Jesus’ life and ministry were characterized by prayer. Why did he pray as he did, and what does that tell us about why we should pray? In this sermon, Meghan Good explores this topic and helps us see the importance of spiritual practices to our life in God.
In this sermon, Meghan Good explores the spiritual discipline of prayer. She begins by talking about the fact that Jesus prayed. At first, this seems weird because we talk about Jesus being God. Why then would he need to pray? However, as we read in Philippians 2, Jesus emptied himself of his divine powers and embraced our human limitations by becoming incarnate. If it is true that Jesus was fully human, then how did he do the incredible things that he did?
The answer is found in the descent of the Holy Spirit upon Jesus after his baptism. The coming of the Holy Spirit opened a connection between the human Jesus and the Father God that released the flow of divine power through him. Cultivating this connection with the Father was a huge part of Jesus’ life. He prayed and fasted for 40 days. He prayed all night before choosing the twelve disciples. Before walking on water, he spent time in solitude. Jesus did not do his ministry by himself. He only did what he did out of relationship with the Father. He states this explicitly in the focus scripture above.

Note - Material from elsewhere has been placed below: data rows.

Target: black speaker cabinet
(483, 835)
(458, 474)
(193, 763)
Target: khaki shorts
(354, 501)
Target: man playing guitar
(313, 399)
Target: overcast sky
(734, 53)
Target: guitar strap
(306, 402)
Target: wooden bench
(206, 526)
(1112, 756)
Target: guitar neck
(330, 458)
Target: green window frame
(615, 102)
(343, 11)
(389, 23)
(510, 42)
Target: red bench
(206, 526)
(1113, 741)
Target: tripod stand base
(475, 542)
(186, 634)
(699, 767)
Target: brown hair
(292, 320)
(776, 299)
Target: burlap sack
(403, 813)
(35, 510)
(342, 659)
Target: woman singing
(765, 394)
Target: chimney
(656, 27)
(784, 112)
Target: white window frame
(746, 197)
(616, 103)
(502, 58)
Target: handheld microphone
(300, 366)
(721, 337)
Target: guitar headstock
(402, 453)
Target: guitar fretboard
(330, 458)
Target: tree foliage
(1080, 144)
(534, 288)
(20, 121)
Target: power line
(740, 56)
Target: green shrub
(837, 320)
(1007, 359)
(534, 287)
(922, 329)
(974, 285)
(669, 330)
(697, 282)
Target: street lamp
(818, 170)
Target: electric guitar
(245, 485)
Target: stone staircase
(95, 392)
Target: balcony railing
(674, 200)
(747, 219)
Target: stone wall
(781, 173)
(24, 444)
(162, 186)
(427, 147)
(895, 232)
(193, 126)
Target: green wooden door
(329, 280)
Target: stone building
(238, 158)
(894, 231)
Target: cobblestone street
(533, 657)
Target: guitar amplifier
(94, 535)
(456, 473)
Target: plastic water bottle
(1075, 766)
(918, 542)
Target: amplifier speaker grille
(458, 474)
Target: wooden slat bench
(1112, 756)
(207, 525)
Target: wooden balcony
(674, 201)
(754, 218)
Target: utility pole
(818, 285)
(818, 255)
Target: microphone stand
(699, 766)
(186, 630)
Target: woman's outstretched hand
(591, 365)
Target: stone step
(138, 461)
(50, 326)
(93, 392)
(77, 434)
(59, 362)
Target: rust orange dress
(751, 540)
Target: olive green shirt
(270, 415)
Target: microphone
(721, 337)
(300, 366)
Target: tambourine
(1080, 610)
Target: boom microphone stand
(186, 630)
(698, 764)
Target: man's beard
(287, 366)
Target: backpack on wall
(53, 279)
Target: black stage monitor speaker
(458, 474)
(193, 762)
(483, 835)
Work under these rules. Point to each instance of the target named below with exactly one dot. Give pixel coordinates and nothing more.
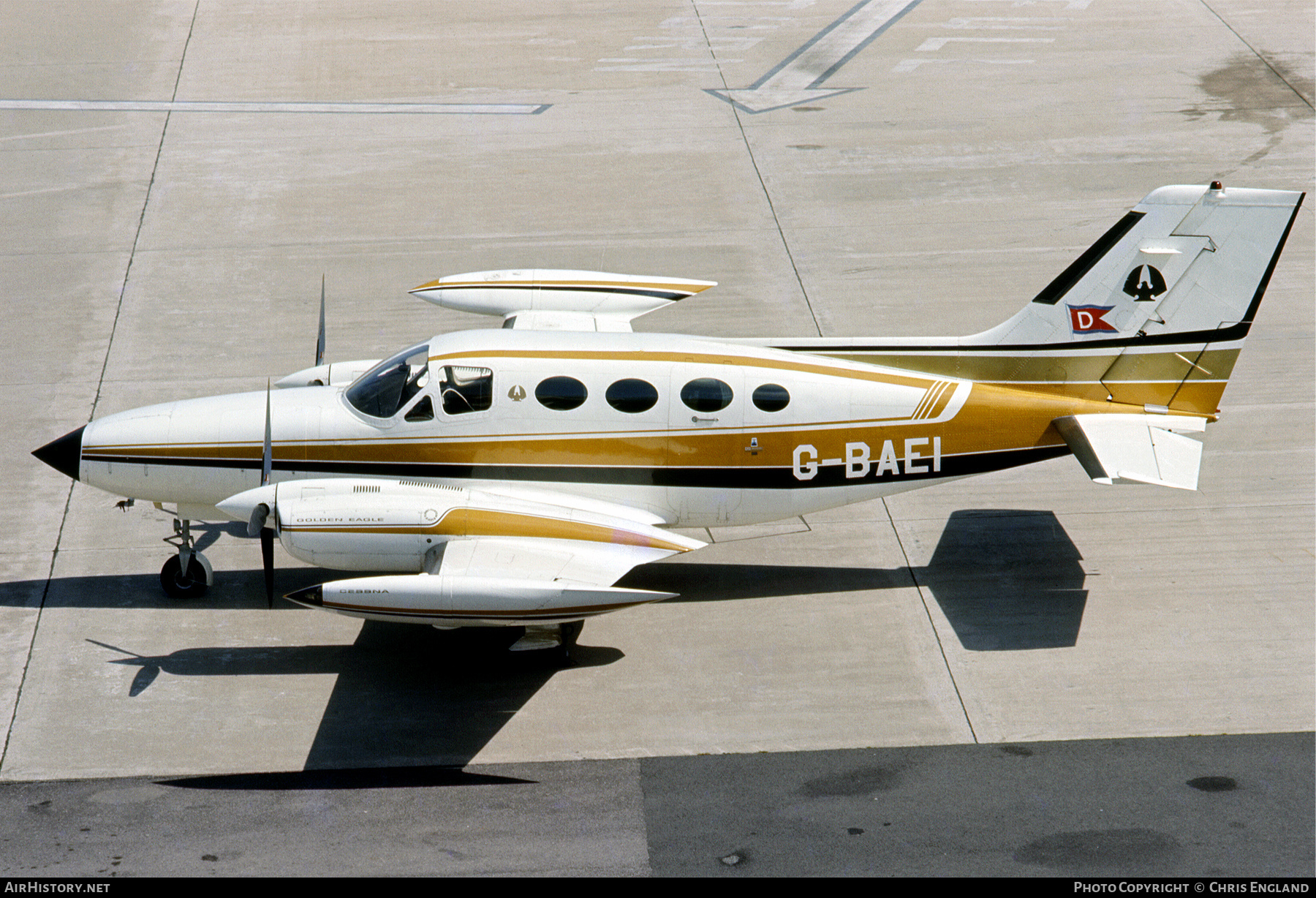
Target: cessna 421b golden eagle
(513, 475)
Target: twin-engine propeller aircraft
(513, 475)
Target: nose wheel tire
(177, 585)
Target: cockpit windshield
(387, 388)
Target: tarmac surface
(175, 178)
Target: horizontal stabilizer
(1135, 448)
(549, 299)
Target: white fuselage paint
(840, 414)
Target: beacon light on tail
(513, 475)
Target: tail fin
(1186, 265)
(1164, 301)
(1153, 315)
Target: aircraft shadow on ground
(414, 697)
(1005, 580)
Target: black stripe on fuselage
(735, 478)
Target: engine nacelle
(469, 600)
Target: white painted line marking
(939, 42)
(337, 108)
(795, 79)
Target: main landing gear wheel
(192, 585)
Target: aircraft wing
(552, 299)
(478, 557)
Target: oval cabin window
(561, 394)
(632, 396)
(771, 398)
(707, 396)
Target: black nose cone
(65, 453)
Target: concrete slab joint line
(322, 108)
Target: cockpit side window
(393, 383)
(464, 389)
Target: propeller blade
(268, 560)
(320, 342)
(268, 455)
(260, 515)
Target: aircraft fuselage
(691, 429)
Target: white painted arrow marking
(796, 79)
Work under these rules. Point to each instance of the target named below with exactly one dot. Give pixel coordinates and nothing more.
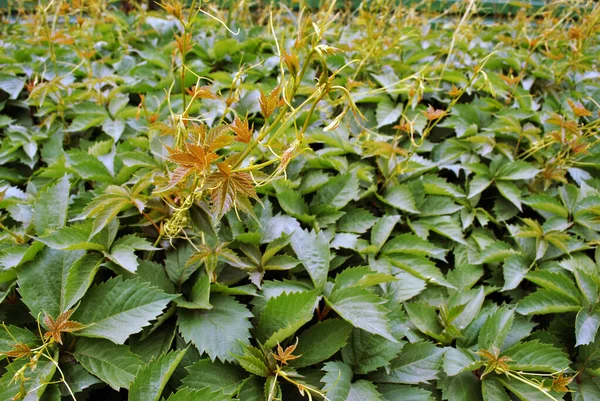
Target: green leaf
(534, 356)
(402, 392)
(546, 205)
(357, 221)
(151, 346)
(495, 329)
(387, 112)
(515, 268)
(321, 341)
(71, 238)
(119, 308)
(425, 318)
(434, 185)
(254, 362)
(105, 207)
(200, 295)
(367, 352)
(56, 280)
(462, 387)
(401, 197)
(363, 390)
(88, 167)
(83, 122)
(458, 360)
(215, 376)
(362, 309)
(337, 379)
(12, 85)
(382, 230)
(312, 250)
(422, 268)
(253, 389)
(220, 331)
(525, 392)
(493, 390)
(50, 207)
(150, 381)
(35, 383)
(122, 251)
(176, 264)
(284, 315)
(337, 193)
(14, 335)
(587, 389)
(586, 325)
(478, 184)
(155, 274)
(418, 363)
(114, 364)
(558, 282)
(292, 202)
(361, 276)
(186, 394)
(545, 301)
(445, 226)
(113, 128)
(510, 192)
(410, 244)
(516, 170)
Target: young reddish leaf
(269, 103)
(62, 324)
(229, 189)
(578, 109)
(242, 131)
(194, 158)
(434, 114)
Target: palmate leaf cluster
(407, 208)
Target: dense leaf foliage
(267, 204)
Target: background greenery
(360, 204)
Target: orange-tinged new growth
(230, 189)
(285, 356)
(62, 324)
(193, 159)
(269, 103)
(561, 382)
(578, 109)
(201, 92)
(19, 350)
(243, 132)
(434, 114)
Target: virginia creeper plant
(260, 203)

The spiritual practices that Jesus embraced tell us three important things about the role they play in our walk with God.
- They show us what God is doing and saying.

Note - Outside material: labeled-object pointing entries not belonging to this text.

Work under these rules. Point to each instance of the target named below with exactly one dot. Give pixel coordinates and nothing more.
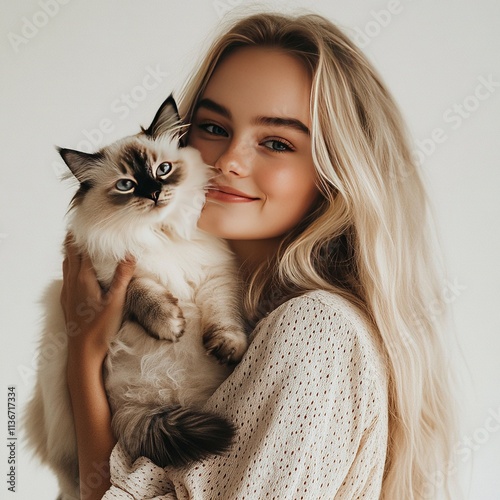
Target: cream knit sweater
(309, 400)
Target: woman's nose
(235, 159)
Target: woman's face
(253, 125)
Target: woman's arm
(309, 400)
(93, 317)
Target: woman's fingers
(123, 275)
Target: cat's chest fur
(181, 265)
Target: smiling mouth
(226, 193)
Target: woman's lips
(228, 194)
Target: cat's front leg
(223, 333)
(152, 306)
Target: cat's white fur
(196, 268)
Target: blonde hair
(368, 239)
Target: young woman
(344, 391)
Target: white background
(69, 75)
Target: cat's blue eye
(163, 169)
(125, 185)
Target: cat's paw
(166, 321)
(227, 344)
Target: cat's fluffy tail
(173, 435)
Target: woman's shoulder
(325, 326)
(321, 306)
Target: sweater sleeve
(309, 400)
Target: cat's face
(140, 180)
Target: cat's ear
(79, 163)
(166, 120)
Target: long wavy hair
(369, 238)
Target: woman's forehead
(262, 80)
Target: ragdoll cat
(142, 196)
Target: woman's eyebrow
(213, 106)
(259, 120)
(278, 121)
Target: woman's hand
(93, 315)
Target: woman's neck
(252, 253)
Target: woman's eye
(163, 169)
(125, 185)
(213, 129)
(279, 146)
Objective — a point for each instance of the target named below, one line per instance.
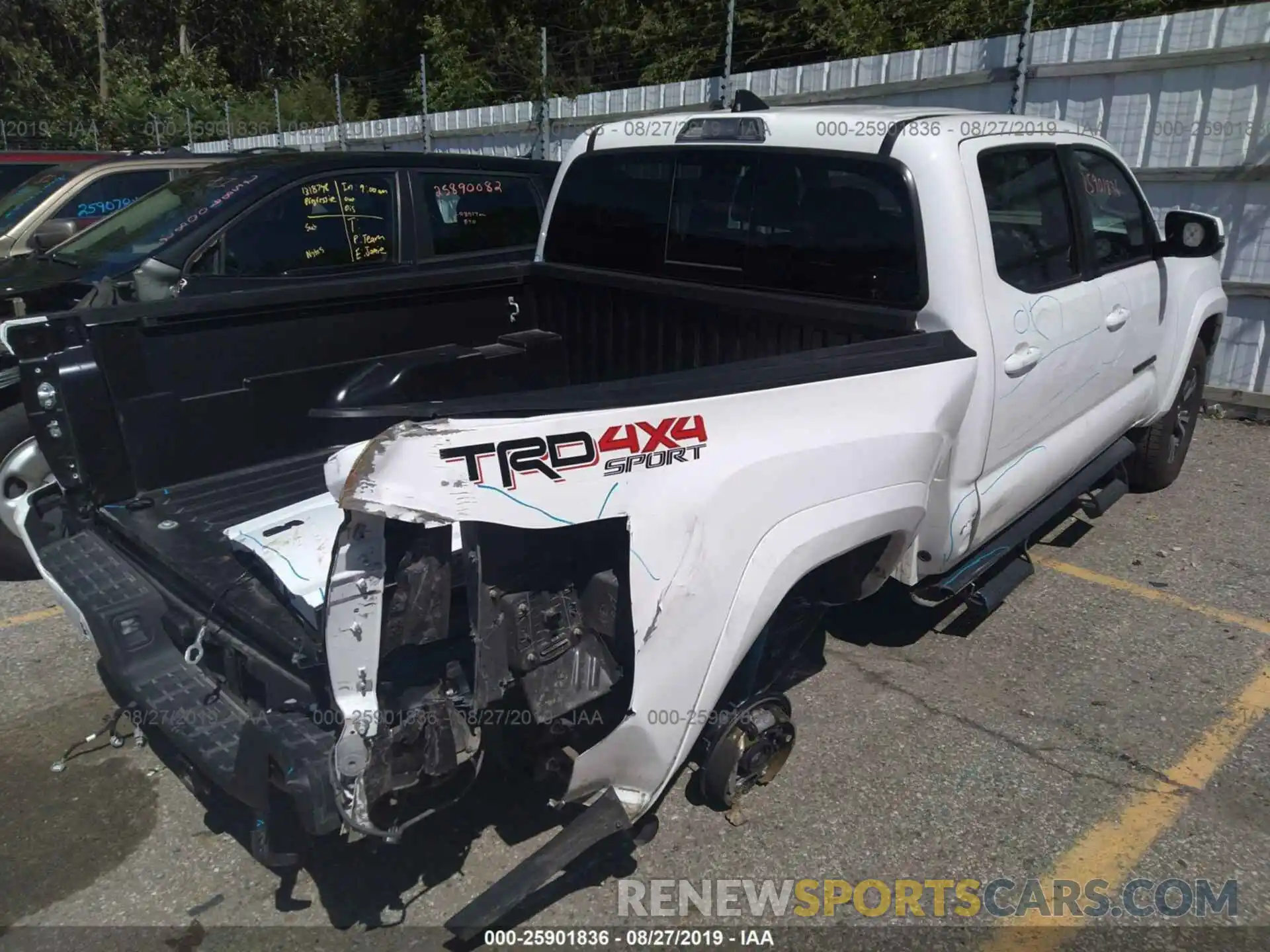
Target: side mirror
(52, 234)
(1191, 235)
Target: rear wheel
(23, 470)
(1162, 450)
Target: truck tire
(15, 430)
(1162, 448)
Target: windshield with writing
(18, 204)
(127, 238)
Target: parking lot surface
(1107, 723)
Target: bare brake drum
(749, 750)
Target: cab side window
(342, 220)
(111, 193)
(1123, 229)
(1033, 238)
(479, 212)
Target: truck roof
(839, 127)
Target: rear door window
(1033, 239)
(111, 193)
(334, 221)
(1123, 229)
(479, 212)
(835, 225)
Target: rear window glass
(831, 225)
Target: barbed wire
(661, 44)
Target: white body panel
(766, 485)
(937, 459)
(780, 487)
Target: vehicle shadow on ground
(890, 619)
(371, 884)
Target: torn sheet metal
(295, 543)
(728, 502)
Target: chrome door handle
(1021, 361)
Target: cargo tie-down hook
(194, 653)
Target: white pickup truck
(803, 350)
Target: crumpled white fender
(728, 502)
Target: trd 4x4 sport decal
(642, 444)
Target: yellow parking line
(1113, 847)
(1167, 598)
(30, 617)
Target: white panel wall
(1173, 93)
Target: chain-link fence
(654, 42)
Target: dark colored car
(282, 219)
(276, 221)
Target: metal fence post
(1017, 98)
(423, 91)
(544, 106)
(339, 116)
(727, 56)
(277, 114)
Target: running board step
(1105, 498)
(597, 823)
(987, 598)
(1015, 536)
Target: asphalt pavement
(1107, 723)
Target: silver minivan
(58, 202)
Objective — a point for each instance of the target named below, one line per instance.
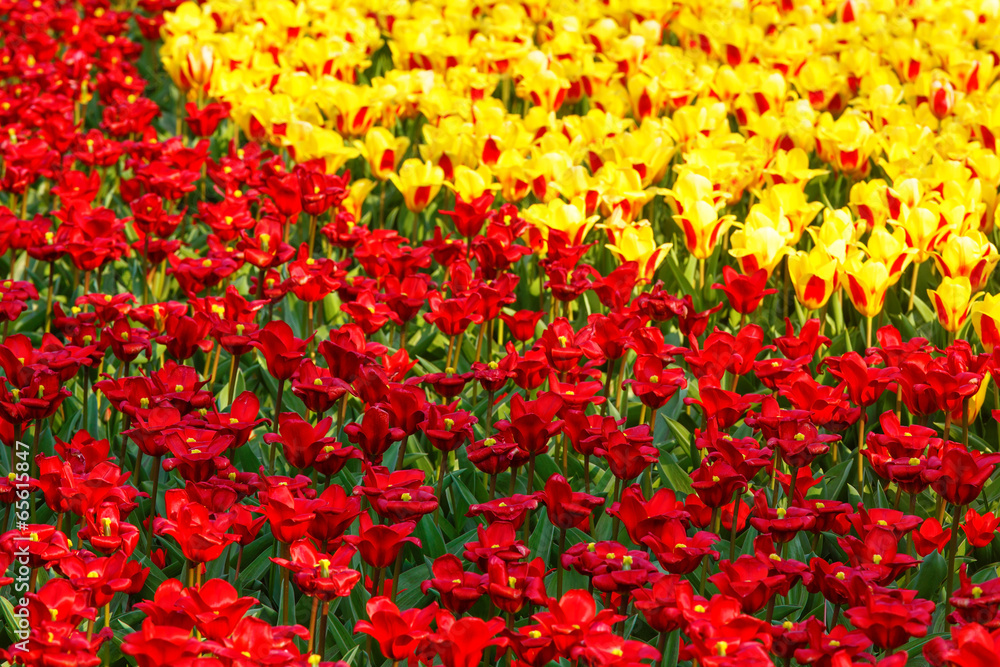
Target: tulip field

- They align us with what God is doing and saying so that our actions are in sync with God’s actions.
- They protect us from temptation.
Before Jesus went away, he said that he would send the same Spirit that lived in and on him to us. He wants us to live in communion with the Father by the Spirit in the same way that he did. We read this in in John 14:16-17:
“And I will ask the Father, and he will give you another advocate to help you and be with you forever—the Spirit of truth. The world cannot accept him, because it neither sees him nor knows him, but you know him, for he lives with you and with be in you.”
The Spirit aims to live in us as a source of open communication with the Father, and, even more, the source of power to continue the works of Jesus in the world (John 14:12). This only occurs as we are dwelling in the life of Jesus as we read in John 15. We are made to be connected to Jesus by the Spirit so that divine power and life will flow through us.
Spiritual practices are not merely the homework of the Christian life. They are the critical infrastructure because they are the way that God’s healing and hope flows through us to the world. They are the hidden system that God’s living water moves through so that the world might hear and see God in everyday life.